Users with the Security auditor role can perform the following actions in the program:
Monitor program performance.
View the table of detected signs of targeted attacks and intrusions into the enterprise IT infrastructure, filter and search alerts, and view the data of each alert.
Look through the table of events occurring on the computers and servers of the enterprise IT infrastructure, search for threats, filter and view each event.
View the list of hosts with the Endpoint Agent component and information about selected hosts.
View the custom rules for Targeted Attack Analyzer TAA (IOA), Intrusion Detection System (IDS), and YARA.
View the scan-excluded TAA (IOA) rules and IDS rules defined by Kaspersky experts.
View reports on program performance and reports on alerts.
View the list of VIP alerts and the list of data excluded from the scan.
Monitor program performance.
View all settings made in the program web interface.
Users with the Local administrator or Administrator role can perform the following actions in the program:
Administer integration of the program with other programs and systems.
Manage TLS certificates and set up trusted connections between Central Node and Sandbox servers and between Kaspersky Anti Targeted Attack Platform servers and Kaspersky Endpoint Agent as well as external systems.

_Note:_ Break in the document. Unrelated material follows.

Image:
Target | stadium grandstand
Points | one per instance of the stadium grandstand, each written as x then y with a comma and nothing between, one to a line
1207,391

Manage accounts of program users.
Monitor program performance.
The program detects the following events occurring within the corporate IT infrastructure and notifies the user accordingly:
A file has been downloaded or an attempt was made to download a file to a corporate LAN computer.

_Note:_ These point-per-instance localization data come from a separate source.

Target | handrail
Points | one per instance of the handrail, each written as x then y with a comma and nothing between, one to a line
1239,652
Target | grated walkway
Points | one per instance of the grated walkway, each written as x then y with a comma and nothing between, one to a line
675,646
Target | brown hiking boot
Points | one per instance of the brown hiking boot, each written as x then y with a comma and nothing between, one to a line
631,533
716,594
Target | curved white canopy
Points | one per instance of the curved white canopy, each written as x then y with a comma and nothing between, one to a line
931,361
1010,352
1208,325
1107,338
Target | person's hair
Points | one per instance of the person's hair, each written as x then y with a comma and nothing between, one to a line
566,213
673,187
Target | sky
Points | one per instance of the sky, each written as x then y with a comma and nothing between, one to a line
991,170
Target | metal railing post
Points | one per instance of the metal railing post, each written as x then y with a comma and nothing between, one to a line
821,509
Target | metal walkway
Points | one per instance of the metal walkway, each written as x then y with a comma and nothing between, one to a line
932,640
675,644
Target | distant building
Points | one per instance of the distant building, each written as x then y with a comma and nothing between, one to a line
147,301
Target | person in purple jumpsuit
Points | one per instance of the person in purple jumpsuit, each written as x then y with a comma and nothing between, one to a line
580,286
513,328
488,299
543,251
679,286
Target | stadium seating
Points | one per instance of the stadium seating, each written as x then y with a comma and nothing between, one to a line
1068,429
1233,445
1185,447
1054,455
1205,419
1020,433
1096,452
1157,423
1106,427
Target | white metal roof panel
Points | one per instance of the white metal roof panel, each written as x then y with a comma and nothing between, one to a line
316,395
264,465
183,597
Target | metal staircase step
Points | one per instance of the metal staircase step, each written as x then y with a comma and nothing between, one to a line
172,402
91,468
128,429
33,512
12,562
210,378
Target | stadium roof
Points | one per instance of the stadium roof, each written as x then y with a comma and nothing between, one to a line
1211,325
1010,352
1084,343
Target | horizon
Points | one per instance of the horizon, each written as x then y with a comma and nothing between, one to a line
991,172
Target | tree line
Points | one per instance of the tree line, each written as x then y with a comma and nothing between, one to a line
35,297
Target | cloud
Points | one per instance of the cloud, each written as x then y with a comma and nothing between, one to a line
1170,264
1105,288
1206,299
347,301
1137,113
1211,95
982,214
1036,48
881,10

A file has been sent to the email address of a user on the corporate LAN.
A website link was opened on a corporate LAN computer.
Network activity has occurred in which the IP address or domain name of a corporate LAN computer was detected.
Processes have been started on a corporate LAN computer.
Kaspersky Anti Targeted Attack Platform evaluates events and advises the user to direct attention to each detected event (alert) according to the impact that this alert may have on computer or corporate LAN security based on Kaspersky experience.
The Kaspersky Anti Targeted Attack Platform user independently makes a decision about further actions in response to alerts.